The new Vega satellite launcher, which recently completed its maiden flight for the European Space Agency (ESA), is the first in what's expected to be a new class of launch vehicles with carbon-fiber composite shells. The Vega is designed to be a compact tool for economic launches into polar and low-Earth orbits for the multiple European satellites used for scientific and earth observation missions.
Design engineers are applying carbon-fiber reinforced (CFR) composites to satellite launch vehicles for the same reason they're using this material in cars, planes, and wind turbines: a higher strength-to-weight ratio than metals. That means you can make a large object lighter or a small one stronger. In the case of launch vehicles, keeping the vehicle small and making it stronger as satellites get bigger is the primary gain.
On Feb. 13, the first Vega satellite launcher, incorporating carbon-fiber composites,
began its maiden flight from the Guiana Space Centre.
(Source: S. Corvaja/European Space Agency)

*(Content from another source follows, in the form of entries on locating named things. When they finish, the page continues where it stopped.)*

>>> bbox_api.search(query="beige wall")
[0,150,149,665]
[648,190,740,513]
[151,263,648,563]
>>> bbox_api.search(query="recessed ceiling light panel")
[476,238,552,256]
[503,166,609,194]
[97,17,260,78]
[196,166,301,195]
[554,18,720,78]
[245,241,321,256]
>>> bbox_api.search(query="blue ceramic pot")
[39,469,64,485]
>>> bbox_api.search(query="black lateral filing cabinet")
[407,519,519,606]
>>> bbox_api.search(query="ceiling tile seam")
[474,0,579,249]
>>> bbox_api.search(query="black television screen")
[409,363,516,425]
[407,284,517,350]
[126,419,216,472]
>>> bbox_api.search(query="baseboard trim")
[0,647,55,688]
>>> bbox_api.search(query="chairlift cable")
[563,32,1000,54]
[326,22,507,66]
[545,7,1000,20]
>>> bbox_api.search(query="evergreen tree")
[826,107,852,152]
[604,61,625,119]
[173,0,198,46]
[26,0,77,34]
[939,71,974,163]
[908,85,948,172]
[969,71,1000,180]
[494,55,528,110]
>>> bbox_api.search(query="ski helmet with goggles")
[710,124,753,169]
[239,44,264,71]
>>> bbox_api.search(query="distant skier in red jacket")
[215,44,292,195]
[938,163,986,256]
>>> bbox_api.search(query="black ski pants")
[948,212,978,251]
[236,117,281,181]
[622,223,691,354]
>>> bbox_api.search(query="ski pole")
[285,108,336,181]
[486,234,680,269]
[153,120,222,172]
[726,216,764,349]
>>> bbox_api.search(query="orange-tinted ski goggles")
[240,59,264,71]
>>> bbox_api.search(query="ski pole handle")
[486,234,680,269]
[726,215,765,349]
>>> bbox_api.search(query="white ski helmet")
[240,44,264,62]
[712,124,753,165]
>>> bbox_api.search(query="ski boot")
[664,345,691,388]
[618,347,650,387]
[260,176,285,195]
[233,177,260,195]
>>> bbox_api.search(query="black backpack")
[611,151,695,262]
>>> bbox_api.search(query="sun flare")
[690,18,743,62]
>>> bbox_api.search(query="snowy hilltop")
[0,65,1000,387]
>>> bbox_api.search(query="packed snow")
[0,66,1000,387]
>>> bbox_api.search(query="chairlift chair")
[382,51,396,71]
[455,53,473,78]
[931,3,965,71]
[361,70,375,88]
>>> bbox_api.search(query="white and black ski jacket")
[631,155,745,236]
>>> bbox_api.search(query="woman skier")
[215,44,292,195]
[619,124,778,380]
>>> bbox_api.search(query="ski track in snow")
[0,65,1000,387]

The launcher was designed and developed in Italy by the Avio Group, the program's prime contractor. Unlike most other small satellite launchers, the Vega can send multiple payloads into orbit on a single trip. It will transport mainly lower-cost satellites weighing 300-2,500kg and is expected to ease the strain on the rest of the satellite infrastructure, which serves larger, more costly satellite launches.
"Vega is the first launcher that is entirely made of carbon fiber [composites], with advanced digital controls and high configuration flexibility that make it capable of launching satellites of different sizes and functionalities in the same mission," Francesco Caio, Avio's CEO, said in a press release.